The government sends the most dangerous supervillains in the world - Bloodsport, Peacemaker, King Shark, Harley Quinn and others - to the remote, enemy-infused island of Corto Maltese. Armed with high-tech weapons, they trek through the dangerous jungle on a search-and-destroy mission, with only Col. Rick Flag on the ground to make them behave.
James Gunn gets it. From 2014’s Guardians of the Galaxy followed by its 2017 sequel, we have seen a director who is not only on top of his game when it comes to filmmaking but in his reverence for and his ability to play and bring his own fresh take to his comic book subject we see that this guy knows how to make great comic book films.
The narrative structure is unconventional, creative and serves the purpose of not only entertaining the audience but of telling the story damn well.

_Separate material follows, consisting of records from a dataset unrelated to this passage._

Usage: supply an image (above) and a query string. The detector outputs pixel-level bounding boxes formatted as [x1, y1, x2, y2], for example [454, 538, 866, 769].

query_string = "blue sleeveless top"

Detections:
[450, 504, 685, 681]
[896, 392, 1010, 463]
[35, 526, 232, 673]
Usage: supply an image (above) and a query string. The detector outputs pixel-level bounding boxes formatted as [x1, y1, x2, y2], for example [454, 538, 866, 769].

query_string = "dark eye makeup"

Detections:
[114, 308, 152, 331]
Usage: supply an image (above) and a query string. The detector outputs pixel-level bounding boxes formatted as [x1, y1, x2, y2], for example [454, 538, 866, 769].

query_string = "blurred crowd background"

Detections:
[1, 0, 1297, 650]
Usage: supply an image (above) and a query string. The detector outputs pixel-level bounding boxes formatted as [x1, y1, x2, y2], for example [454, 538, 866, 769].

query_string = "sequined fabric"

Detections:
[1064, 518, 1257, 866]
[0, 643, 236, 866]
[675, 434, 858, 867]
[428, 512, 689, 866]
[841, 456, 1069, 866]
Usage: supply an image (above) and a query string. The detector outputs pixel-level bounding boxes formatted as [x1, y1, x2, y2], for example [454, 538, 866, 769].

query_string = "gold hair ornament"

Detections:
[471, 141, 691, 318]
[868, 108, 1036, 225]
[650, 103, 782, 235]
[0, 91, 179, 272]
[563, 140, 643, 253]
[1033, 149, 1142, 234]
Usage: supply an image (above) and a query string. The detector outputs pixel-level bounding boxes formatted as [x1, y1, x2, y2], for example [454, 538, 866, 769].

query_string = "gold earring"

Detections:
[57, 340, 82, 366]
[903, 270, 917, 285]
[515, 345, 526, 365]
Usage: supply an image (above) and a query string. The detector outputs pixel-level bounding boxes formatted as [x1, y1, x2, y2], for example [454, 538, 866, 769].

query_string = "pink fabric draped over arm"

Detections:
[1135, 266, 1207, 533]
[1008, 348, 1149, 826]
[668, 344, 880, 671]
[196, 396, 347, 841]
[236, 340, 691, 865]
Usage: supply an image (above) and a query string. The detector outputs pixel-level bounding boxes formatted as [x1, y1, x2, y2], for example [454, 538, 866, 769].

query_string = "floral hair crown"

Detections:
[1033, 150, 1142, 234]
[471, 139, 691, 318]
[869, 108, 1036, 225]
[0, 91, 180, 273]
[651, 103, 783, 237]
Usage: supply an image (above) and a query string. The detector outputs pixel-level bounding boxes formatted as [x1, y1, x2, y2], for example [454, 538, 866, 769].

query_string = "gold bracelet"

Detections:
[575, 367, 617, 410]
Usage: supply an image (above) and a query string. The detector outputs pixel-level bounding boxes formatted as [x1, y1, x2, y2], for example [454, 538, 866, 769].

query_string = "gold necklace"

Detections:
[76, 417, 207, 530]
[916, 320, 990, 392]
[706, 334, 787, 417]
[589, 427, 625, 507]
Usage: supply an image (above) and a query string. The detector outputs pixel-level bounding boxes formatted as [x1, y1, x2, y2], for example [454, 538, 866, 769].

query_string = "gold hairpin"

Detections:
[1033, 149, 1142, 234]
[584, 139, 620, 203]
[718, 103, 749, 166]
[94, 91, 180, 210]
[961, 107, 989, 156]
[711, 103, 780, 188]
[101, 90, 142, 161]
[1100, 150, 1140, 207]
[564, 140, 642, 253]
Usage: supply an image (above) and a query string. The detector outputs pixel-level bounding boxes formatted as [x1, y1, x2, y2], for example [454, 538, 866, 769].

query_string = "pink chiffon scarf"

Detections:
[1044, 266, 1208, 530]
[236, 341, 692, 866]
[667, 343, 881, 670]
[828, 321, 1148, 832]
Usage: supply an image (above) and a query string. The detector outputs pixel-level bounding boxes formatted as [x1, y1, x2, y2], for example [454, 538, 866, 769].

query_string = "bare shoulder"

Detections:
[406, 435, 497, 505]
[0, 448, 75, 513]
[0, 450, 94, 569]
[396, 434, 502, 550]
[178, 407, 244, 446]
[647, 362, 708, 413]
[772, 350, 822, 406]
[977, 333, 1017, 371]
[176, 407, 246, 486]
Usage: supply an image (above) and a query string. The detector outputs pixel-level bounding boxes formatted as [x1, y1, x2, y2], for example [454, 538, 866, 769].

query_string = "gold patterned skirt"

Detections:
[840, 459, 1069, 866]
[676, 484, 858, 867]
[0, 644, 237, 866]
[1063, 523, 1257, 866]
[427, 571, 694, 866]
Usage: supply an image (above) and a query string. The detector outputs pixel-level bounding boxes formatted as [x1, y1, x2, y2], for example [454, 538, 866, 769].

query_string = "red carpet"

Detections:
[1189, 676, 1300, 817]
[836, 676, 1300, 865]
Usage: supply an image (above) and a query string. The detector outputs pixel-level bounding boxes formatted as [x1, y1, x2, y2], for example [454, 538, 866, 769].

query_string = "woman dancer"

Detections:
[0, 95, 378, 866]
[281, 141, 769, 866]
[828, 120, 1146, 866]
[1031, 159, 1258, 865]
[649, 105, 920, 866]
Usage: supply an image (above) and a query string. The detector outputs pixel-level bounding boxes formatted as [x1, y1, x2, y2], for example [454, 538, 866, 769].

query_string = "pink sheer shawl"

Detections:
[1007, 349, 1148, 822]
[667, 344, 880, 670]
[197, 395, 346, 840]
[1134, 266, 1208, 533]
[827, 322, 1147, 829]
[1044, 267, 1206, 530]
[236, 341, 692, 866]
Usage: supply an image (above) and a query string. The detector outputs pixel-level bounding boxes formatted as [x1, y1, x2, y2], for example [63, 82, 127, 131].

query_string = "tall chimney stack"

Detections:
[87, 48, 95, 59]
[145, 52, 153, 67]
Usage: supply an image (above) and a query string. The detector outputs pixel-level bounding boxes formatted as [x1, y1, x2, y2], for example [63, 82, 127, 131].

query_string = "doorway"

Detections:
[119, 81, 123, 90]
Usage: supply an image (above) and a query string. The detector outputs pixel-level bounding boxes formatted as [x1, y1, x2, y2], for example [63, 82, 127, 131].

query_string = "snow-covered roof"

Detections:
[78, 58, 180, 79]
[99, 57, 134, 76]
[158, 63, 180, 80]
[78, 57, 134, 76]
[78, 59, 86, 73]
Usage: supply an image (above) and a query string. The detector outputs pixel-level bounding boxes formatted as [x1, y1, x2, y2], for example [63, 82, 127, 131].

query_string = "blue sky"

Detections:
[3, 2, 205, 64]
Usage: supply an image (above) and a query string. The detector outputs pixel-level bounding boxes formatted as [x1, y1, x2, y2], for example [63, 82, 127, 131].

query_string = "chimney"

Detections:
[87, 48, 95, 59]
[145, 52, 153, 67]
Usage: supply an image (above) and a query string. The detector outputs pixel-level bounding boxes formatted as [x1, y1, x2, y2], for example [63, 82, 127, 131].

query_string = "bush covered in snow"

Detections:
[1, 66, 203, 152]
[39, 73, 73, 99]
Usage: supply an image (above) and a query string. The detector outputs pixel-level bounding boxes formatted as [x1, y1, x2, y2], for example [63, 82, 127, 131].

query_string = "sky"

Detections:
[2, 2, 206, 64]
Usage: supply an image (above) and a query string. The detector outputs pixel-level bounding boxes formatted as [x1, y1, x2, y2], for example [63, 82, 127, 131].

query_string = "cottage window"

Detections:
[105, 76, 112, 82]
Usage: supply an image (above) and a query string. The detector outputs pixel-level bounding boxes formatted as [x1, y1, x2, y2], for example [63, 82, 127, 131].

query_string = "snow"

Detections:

There are fresh little flares of creativity from title fonts all the way to perspective changes that let us as the audience be sucked into the narrative.
Gunn also manages, with a massive cast of characters, to give this film such heart that you can’t help but care about these characters as they face escalating predicament after predicament. New characters Bloodshot, Peacemaker, Ratcatcher 2, King Shark and Polka Dot Man are all massive highlights but man - we’ve gotta have more of Weasel. Gunn deftly develops these characters while creating moment after moment of irreverent humour. Also this is the best that we’ve seen Robbie’s Harley Quinn. In limited screen time due to the ensemble nature of this film, we still see more agency and the uniqueness of Quinn’s character than we have in other films.
The Suicide Squad is brutally violent but not in a Saving Private Ryan kinda way. The violence feels comic, often played for laughs, which keeps the comic book tone quite nicely. As with Gunn’s Guardian films, The Suicide Squad has a cracking soundtrack with one of the highlights being Quinn unleashing unadultered bloody chaos accompanied by the Louis Prima classic ‘Just a Gigolo.’
In The Suicide Squad James Gunn masterfully delivers what audiences long for in a comic book, superhero film with a little bit of added freshness and spice thrown in for good measure. It’s bold, brutal, bizarre at times with a whole lot of heart and a hell of a lot of fun making for the best superhero flick to hit the big screen since Endgame.